I’d underestimated how truly reprehensible he was. All too soon, his friends had shown their true colors.

They’d called it a ‘primal’ party. A throwback to caveman days where taking what you wanted, whether she wanted to give it or not, was the norm.

It was nothing more than an excuse for gang rape. Or watching others do it.

Bile churned in my stomach at the memory of them holding women down. Ripping at their clothes, forcing them to give up parts of themselves that hadn’t been offered. We’d been outnumbered, but I would have stepped in anyway, no thought to the consequences.

If Caleb hadn’t taken Rebel. If he hadn’t dragged her into his car and driven her back to our house.

I had no idea why he’d go there, of all places. But I knew what he was going to do to her if we didn’t get there in time to stop it. He’d already hurt her once. Him and his friends.

Kian, Fang, and I had promised revenge for the things they’d done to her. The deal was we’d have her back, but taking them out, making them pay, was all hers.

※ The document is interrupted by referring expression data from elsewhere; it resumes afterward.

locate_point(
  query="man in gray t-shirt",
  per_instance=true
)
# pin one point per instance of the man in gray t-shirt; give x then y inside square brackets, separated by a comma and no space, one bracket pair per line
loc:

My fingers tightened on the steering wheel. “I know we said she could be the one to kill him…”

“He’s mine,” Fang practically growled, so low and deep even I shuddered at the pure malice in his voice.

“Make it hurt.” Kian cracked his knuckles.

I couldn’t have said it better myself.

I didn’t care about Caleb.

All I cared about was her. The woman I’d been calling Roach for the past few weeks, ever since I’d found out she was my new stepsister. The woman I’d comforted when our parents had been murdered.

The woman I’d watched ride Fang’s face until she came, and who I’d developed a serious case of feelings for. Ones that were decidedly unbrotherly, step or otherwise.

I didn’t exactly know how she’d crept up on me so fast. One minute we were strangers—an attraction between us, no doubt—but I was married. Separated, and very much out of love with my wife, but still married. And Rebel…she had been so very broken.

But somehow, I’d found her living in the house I shared with Kian. Found myself aware of her every time we were in the same room. Day by day, the attraction grew harder to deny, until she was all I was thinking about, even if she was with Fang.

That didn’t matter anymore. Not when she was in danger. All that mattered was getting to her.